Welcome to random_forestry’s documentation!
Note
This project is under active development.
random_forestry is a Python library that contains a fast implementation of Honest Random Forests, decision trees, and Linear Random Forests, with an emphasis on inference and interpretability. Training and predicting with a model matches the scikit-learn API in order to allow easy integration with existing packages.
Several features are specific to this library and allow for the training of tree based models with useful properties, including:
Honesty: the practice of splitting the training data set into two disjoint sets and using one set to determine the tree structure of a decision tree, and the other to determine the node values used for predictions.
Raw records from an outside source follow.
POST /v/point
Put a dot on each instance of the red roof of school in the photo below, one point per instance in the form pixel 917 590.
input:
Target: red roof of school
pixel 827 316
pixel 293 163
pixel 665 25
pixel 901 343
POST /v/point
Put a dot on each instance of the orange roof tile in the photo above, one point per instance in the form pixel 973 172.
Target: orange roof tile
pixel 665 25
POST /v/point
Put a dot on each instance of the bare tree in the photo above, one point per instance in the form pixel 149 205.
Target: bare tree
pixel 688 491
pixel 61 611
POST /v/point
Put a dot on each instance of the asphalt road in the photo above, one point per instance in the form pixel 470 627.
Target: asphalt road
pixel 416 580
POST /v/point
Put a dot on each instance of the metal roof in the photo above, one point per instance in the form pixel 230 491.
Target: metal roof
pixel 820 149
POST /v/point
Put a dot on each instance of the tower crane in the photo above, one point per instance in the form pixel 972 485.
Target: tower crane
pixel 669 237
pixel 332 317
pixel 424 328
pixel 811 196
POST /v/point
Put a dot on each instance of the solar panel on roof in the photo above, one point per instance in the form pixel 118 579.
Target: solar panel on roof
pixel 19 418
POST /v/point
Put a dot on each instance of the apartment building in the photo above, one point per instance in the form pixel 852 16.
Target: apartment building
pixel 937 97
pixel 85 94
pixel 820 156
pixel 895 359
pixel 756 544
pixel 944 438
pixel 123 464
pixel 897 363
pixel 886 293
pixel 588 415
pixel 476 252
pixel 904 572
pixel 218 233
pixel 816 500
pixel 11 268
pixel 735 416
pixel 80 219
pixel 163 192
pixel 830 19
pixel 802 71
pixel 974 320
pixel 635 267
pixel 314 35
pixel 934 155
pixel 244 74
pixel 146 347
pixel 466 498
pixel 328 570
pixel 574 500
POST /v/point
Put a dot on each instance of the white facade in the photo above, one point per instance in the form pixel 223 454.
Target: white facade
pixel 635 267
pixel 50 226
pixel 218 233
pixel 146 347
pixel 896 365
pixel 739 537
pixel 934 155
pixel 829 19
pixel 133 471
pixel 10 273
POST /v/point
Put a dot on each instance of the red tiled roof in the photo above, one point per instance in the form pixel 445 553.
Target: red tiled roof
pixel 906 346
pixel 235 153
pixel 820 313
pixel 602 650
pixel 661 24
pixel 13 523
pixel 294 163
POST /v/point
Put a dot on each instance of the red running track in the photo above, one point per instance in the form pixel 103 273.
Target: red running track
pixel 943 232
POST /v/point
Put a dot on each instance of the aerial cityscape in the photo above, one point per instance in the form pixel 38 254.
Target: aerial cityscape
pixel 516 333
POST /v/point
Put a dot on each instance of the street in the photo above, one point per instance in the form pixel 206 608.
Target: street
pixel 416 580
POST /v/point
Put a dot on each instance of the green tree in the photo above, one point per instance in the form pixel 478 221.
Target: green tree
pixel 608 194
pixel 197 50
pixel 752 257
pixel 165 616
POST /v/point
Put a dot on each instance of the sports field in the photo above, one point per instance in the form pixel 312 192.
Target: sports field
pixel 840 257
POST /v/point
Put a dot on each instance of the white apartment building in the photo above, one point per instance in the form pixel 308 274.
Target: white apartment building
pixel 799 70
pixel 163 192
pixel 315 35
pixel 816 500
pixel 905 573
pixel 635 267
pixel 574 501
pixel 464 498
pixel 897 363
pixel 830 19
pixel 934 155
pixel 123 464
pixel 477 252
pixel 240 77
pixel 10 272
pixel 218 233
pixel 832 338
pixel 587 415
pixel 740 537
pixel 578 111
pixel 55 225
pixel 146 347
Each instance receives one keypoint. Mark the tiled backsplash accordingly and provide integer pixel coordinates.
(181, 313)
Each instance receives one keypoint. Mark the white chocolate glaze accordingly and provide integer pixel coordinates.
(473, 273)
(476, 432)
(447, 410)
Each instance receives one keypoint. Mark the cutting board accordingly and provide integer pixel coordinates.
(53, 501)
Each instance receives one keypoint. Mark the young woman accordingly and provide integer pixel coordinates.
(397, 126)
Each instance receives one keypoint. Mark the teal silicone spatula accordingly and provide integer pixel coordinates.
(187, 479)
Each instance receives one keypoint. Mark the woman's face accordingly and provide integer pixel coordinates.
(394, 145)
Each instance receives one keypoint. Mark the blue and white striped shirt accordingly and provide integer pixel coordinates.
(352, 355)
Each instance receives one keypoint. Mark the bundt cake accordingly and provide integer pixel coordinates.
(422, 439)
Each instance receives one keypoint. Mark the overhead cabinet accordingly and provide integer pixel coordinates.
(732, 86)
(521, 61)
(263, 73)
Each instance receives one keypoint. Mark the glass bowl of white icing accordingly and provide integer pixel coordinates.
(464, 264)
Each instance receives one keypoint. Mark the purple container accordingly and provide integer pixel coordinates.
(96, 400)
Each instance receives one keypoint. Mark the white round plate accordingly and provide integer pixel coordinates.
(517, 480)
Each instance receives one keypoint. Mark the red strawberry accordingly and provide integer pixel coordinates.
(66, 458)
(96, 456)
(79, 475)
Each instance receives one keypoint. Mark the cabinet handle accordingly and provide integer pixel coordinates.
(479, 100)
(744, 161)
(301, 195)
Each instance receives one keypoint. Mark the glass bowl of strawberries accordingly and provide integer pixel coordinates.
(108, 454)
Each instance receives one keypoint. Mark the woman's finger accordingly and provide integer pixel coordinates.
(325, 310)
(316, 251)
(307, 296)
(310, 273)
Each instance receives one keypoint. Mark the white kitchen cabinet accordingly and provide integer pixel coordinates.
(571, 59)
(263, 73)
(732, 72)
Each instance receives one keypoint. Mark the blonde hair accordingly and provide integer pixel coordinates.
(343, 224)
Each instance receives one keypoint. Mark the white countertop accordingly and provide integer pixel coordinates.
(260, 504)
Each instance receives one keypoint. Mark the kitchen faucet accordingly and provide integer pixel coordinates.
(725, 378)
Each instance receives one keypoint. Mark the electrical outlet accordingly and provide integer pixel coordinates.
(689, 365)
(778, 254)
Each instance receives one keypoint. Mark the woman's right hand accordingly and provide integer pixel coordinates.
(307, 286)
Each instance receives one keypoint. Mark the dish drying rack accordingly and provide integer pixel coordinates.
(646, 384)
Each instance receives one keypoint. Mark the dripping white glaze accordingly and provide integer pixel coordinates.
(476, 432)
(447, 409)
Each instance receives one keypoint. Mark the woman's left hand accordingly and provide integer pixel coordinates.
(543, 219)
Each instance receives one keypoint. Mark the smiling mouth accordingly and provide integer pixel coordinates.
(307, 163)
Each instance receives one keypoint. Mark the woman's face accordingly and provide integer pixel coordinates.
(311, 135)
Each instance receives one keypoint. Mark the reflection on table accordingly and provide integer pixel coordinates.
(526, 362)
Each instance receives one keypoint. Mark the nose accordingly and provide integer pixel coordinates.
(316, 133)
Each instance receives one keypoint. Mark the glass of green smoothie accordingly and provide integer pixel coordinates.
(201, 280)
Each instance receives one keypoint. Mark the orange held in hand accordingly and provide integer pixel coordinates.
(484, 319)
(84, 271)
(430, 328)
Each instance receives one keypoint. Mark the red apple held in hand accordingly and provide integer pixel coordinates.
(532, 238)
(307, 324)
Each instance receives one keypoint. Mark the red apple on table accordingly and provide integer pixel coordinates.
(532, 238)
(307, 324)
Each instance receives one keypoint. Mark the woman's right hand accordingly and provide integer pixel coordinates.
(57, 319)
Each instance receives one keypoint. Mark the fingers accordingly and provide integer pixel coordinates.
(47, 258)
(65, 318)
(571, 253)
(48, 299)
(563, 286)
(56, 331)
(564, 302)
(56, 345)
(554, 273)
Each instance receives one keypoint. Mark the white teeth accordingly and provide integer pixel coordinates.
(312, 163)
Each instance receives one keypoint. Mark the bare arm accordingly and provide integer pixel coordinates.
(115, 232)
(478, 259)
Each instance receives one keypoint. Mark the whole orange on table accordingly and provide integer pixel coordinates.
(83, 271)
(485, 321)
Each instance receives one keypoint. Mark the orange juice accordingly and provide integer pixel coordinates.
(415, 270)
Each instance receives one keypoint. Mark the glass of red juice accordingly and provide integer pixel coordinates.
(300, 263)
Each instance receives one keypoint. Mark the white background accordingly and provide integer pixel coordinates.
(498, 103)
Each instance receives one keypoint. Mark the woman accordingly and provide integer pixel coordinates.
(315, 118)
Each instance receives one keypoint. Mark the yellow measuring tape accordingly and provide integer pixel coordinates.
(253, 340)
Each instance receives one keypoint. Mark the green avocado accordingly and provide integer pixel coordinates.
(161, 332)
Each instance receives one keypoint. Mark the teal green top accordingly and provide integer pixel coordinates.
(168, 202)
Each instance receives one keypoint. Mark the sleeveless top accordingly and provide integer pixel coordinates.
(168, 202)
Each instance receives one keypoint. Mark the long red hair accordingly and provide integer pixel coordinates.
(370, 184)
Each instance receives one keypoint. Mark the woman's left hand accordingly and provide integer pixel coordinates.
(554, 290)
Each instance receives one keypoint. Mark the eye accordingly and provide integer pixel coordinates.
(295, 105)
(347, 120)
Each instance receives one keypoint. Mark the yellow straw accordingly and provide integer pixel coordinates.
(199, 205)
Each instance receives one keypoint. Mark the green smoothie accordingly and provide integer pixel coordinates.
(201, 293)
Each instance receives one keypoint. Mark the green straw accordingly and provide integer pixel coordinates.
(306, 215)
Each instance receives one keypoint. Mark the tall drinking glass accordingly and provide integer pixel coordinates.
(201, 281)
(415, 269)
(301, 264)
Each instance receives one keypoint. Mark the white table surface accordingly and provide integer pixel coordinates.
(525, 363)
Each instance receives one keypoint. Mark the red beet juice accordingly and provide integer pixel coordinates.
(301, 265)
Monotonic Constraints: the ability to specify a constraint on the decision tree or random forest model that forces the prediction of the model to be monotonic
Custom Bootstrap sampling methods: several different methods to determine how the samples for each tree in a forest are selected. This can be useful when the observations are not i.i.d. and the sampling scheme can exploit patterns in the data. This also interacts with honesty.
Linear aggregation: rather than using the average training outcome to predict for new observations, one can run a Ridge regression within each terminal node and use this for the predictions of that tree. Tree construction is modified according to an algorithm proposed in Linear Aggregation in Tree-based Estimators (https://www.tandfonline.com/doi/full/10.1080/10618600.2022.2026780) to select recursive splitting points that are optimal for downstream Ridge regression aggregation.
These are some of the current interesting features, and more will be added in the future.